Photo by John McArthur
Last week, Jim Bianco of Bianco Research published a Bloomberg Op-Ed titled A New Global Monetary Order Threatens the Dollar. For those who haven’t read it, please do. Bianco points out that there have been several monetary orders in history, each lasting an average of 50 years and each with a different primary reserve currency.
Today’s dollar-dominated fiat system has been in place since 1971 when then-President Nixon killed the gold convertibility feature of the US dollar. For those counting, that was 50 years ago. So by historical standards, we have reached the average life expectancy for a monetary system. The question is, what will this new system look like?
According to Bianco, we are heading for a DeFi world led by a stablecoin reserve currency. A stablecoin is a cryptocurrency that is pegged to another asset’s value, and these stablecoins account for most of the daily volume in crypto. Despite some of the big corporate names in the developed world jumping on the bandwagon, Bianco says it’s developing nations leading the charge in terms of crypto adoption.
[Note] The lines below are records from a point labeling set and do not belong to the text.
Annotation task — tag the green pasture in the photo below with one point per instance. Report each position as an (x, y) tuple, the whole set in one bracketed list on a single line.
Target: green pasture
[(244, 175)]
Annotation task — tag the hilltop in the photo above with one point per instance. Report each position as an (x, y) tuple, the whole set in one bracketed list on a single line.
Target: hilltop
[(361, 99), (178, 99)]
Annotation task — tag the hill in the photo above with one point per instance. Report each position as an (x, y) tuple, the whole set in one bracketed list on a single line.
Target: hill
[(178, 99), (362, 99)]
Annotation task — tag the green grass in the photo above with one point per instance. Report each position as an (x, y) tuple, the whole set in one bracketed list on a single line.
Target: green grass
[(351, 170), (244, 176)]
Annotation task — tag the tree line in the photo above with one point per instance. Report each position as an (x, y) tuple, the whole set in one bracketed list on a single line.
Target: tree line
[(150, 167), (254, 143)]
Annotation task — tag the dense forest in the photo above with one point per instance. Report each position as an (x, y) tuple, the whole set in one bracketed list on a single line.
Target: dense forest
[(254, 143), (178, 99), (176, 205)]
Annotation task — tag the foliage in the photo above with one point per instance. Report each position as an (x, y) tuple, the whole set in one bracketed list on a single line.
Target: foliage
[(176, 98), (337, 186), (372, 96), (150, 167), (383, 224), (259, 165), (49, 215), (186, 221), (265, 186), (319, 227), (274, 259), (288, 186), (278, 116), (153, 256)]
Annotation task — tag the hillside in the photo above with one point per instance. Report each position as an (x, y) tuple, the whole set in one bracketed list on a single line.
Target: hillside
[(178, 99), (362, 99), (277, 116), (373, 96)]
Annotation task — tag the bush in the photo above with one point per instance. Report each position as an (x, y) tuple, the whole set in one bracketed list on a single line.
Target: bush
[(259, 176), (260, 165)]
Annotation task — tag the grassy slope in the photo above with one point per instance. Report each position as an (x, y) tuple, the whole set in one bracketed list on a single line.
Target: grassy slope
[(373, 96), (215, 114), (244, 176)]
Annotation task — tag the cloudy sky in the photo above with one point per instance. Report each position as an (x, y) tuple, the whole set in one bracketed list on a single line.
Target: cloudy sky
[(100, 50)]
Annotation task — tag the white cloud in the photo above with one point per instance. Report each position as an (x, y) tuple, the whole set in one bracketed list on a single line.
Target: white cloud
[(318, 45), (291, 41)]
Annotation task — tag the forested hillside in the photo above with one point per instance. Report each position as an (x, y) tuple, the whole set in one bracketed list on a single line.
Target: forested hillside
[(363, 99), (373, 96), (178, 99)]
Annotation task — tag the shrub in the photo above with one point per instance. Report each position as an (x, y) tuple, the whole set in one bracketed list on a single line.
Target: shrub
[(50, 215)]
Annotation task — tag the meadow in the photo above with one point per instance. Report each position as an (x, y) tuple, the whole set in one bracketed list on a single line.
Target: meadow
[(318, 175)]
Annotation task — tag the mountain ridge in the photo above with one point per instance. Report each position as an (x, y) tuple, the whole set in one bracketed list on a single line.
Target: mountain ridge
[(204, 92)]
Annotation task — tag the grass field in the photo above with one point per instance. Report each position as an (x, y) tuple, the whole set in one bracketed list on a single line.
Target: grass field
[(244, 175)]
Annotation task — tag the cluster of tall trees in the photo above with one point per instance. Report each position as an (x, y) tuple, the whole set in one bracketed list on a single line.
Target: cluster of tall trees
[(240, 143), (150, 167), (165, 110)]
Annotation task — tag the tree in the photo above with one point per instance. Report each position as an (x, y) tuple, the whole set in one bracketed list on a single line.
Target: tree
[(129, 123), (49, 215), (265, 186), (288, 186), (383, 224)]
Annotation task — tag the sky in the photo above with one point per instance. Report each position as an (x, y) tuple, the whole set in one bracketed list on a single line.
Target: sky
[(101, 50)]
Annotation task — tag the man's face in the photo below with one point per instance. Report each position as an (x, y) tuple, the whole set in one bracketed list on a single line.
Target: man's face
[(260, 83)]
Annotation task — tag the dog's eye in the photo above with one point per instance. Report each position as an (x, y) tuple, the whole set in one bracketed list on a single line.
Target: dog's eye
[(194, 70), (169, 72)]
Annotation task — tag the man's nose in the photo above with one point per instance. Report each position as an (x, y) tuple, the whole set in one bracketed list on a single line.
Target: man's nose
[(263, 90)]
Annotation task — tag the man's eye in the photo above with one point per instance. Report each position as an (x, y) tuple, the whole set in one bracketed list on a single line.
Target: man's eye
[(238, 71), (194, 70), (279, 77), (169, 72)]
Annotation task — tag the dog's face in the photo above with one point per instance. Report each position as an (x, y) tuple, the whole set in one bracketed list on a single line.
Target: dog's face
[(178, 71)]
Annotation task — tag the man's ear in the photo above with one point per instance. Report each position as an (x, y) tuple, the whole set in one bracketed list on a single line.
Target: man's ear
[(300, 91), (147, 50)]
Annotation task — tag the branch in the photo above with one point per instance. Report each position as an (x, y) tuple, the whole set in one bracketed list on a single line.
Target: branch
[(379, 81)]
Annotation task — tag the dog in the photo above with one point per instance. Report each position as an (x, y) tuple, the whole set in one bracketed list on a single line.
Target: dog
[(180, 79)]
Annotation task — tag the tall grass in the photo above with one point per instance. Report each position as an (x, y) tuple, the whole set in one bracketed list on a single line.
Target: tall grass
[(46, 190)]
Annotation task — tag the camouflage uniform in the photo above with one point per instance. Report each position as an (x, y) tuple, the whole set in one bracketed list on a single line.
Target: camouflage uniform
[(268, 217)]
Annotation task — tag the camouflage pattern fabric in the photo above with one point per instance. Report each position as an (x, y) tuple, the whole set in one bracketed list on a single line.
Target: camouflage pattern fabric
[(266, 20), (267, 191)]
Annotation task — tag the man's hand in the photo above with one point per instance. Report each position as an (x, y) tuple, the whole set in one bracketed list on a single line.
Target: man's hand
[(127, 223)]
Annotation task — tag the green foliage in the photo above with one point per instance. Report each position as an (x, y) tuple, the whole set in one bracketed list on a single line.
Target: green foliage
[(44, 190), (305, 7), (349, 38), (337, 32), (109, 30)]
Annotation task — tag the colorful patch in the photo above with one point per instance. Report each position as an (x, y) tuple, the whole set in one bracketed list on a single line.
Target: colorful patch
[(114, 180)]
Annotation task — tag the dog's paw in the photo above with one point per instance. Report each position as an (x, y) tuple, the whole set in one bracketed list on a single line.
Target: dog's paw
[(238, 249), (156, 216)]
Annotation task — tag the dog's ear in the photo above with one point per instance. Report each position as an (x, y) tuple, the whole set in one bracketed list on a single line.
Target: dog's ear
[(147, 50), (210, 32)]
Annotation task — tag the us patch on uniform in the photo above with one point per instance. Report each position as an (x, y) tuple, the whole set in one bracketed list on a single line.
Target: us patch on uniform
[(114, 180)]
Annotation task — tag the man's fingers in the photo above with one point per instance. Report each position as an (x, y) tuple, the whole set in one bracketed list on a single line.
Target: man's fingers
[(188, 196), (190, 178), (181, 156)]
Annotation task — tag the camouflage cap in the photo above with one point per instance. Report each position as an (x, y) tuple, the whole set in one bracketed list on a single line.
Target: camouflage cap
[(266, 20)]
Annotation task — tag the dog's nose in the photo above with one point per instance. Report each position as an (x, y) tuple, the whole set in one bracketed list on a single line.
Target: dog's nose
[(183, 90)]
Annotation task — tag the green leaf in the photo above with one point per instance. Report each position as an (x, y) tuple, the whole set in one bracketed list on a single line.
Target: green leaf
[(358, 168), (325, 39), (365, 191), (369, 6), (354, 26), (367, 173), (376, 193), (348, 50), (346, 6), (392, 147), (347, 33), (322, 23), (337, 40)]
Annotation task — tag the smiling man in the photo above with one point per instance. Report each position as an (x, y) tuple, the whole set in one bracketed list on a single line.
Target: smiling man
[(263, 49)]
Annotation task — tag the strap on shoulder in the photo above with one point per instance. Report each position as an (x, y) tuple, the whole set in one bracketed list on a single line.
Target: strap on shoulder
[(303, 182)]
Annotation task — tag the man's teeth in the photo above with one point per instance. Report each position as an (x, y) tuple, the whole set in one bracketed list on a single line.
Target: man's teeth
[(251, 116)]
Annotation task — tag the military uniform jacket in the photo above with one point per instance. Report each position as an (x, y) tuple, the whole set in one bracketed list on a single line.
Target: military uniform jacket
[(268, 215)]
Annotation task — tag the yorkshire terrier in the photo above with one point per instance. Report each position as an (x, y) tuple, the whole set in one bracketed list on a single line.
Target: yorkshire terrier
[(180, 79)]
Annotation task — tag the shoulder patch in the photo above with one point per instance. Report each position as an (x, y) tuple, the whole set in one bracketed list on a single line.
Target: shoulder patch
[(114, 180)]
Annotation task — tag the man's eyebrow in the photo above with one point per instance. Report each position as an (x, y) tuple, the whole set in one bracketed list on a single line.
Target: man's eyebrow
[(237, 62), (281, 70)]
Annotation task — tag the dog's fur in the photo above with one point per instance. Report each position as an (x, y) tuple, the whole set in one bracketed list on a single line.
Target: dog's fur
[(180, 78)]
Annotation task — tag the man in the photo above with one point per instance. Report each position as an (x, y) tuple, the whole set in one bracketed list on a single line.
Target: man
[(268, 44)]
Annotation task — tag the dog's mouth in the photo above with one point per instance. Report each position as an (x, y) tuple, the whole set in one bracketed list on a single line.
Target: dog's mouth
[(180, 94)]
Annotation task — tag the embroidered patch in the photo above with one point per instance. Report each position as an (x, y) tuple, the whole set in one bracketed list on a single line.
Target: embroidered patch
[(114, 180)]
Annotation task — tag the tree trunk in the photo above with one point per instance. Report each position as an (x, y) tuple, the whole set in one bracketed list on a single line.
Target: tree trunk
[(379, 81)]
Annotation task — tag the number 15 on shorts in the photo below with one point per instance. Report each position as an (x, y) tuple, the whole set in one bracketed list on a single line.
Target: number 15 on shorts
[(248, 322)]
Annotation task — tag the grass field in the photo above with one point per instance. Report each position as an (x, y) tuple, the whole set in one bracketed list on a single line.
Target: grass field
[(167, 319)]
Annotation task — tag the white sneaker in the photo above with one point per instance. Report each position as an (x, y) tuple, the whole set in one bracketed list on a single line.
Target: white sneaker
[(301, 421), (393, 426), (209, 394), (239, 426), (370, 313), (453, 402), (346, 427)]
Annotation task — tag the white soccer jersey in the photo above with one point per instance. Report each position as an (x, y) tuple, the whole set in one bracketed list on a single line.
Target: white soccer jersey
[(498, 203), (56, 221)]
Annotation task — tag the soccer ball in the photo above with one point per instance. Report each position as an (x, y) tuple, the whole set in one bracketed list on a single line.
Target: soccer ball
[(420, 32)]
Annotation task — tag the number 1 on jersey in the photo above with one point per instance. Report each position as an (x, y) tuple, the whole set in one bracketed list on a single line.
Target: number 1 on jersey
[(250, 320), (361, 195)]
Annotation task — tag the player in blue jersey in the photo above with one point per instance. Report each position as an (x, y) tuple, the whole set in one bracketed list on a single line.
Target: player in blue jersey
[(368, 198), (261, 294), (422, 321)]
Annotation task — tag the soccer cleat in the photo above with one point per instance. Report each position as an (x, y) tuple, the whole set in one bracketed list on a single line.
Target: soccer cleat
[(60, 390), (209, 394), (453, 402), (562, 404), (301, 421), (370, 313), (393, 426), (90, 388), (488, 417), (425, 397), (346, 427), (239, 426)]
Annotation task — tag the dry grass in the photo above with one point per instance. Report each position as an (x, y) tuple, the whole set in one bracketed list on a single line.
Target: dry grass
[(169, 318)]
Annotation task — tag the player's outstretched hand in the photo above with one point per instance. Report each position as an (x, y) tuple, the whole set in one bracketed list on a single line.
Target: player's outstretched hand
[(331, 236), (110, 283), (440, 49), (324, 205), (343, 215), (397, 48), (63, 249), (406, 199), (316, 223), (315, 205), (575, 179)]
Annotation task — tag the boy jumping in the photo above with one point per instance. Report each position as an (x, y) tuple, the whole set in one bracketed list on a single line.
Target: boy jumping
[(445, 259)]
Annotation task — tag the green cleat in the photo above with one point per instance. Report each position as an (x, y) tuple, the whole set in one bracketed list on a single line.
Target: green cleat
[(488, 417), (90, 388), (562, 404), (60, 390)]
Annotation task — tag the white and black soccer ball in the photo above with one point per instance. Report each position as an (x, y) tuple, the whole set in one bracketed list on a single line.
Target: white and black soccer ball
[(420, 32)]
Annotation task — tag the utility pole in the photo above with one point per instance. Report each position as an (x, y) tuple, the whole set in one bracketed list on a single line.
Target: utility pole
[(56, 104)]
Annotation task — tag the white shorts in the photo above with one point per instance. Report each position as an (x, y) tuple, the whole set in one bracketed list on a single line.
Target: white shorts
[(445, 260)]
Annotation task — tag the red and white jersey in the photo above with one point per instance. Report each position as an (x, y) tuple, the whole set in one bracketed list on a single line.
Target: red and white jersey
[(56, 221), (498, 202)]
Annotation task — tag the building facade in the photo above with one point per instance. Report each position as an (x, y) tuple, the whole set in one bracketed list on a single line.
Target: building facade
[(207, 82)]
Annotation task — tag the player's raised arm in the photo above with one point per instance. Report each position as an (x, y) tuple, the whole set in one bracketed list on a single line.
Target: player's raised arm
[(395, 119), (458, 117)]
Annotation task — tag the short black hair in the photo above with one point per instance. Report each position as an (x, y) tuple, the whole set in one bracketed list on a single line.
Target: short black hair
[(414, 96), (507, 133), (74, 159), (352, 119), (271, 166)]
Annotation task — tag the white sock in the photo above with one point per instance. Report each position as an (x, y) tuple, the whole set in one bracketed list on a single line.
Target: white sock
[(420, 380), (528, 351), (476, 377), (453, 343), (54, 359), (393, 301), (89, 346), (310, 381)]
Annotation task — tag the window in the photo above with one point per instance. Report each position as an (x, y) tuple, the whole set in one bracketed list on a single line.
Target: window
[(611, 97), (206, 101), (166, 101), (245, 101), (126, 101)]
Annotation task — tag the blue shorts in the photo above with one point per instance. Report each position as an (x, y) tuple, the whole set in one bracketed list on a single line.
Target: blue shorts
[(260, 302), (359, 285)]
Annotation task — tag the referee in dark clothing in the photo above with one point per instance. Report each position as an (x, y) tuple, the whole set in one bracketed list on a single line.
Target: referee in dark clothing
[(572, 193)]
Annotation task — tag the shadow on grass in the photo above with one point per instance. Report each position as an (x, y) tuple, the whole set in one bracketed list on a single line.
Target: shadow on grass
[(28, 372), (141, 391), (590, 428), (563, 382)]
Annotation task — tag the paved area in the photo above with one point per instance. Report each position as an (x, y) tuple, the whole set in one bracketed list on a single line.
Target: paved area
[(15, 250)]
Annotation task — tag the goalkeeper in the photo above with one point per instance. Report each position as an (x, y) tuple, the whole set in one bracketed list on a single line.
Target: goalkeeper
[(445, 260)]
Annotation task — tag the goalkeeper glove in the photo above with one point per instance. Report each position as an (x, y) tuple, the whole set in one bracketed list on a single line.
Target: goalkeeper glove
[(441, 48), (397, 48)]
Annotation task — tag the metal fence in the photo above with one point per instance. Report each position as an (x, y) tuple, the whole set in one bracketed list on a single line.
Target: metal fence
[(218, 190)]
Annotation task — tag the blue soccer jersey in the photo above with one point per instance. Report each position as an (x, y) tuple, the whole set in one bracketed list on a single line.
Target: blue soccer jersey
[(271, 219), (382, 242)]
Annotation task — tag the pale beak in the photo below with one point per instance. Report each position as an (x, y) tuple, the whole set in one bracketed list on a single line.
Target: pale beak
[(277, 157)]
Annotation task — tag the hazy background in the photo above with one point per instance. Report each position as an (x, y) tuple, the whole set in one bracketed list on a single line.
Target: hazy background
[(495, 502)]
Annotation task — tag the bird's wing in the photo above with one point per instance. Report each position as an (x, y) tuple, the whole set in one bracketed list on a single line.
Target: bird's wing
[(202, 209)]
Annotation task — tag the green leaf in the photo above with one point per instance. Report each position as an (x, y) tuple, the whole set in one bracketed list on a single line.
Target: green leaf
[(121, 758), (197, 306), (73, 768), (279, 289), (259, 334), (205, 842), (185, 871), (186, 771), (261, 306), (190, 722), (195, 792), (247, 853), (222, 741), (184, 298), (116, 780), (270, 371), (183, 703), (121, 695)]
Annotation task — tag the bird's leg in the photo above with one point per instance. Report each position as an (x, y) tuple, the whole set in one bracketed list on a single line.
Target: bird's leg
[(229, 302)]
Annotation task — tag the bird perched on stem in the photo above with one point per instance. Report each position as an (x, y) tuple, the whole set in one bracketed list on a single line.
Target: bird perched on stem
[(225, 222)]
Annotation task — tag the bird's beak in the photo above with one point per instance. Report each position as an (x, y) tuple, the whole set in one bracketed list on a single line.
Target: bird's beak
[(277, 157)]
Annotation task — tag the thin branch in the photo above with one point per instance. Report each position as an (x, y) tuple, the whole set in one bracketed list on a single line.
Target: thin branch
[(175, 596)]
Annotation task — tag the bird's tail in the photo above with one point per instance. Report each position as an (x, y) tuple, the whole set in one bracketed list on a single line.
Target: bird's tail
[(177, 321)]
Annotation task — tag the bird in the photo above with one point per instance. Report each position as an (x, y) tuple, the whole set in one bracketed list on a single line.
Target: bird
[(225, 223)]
While a fully evolved DeFi world free of absorbent transactional and service costs sounds great on paper, the only way we can get anywhere remotely close to that is with complete buy-in from the developed world. Given that these countries are the ones that power today’s monetary machine, it isn’t easy to imagine this transition occurring anytime soon. These countries have resisted change thus far, and while it’s possible the tide shifts, it’s not likely to happen overnight. So just because we are in year 50 of the dollar-based monetary era, it doesn’t mean we will be trading in our dollars for stablecoin en-mass overnight.
The rising inflation we are witnessing due to the aggressive monetary policies of the Fed, ECB, and most other developed nations has undoubtedly provided a tailwind for proponents of crypto adoption. The critical hurdle now will be getting the full support of financial regulators and the numerous service providers who benefit from the existing system – which will be challenging to say the least. In fact, it looks more and more like these countries are doubling down on their centralization efforts as their central banks push towards their own digital currency. These digital currencies will be anything but decentralized, as central bankers will have even more control over the currency and its uses. This isn’t a judgment on whether that is good or bad – it’s simply to point out that the critical cogs in the existing monetary machine don’t appear ready to embrace the DeFi dream at the moment.
While it doesn’t seem as though a shift towards a stablecoin-based monetary order is imminent, that doesn’t mean it’s not possible. Bianco notes in his piece that “previous bans in China, Russia, Nigeria and India have not stopped its growth,” so this will give DeFi believers some confidence that things are trending the right way. While history would suggest we are due for a new monetary order, it might take some time. And who knows? Maybe the new order is decentralized as described by Bianco, or perhaps it’s ultra-centralized led by Fedcoin and its international cousins. Or perhaps it’s something else entirely.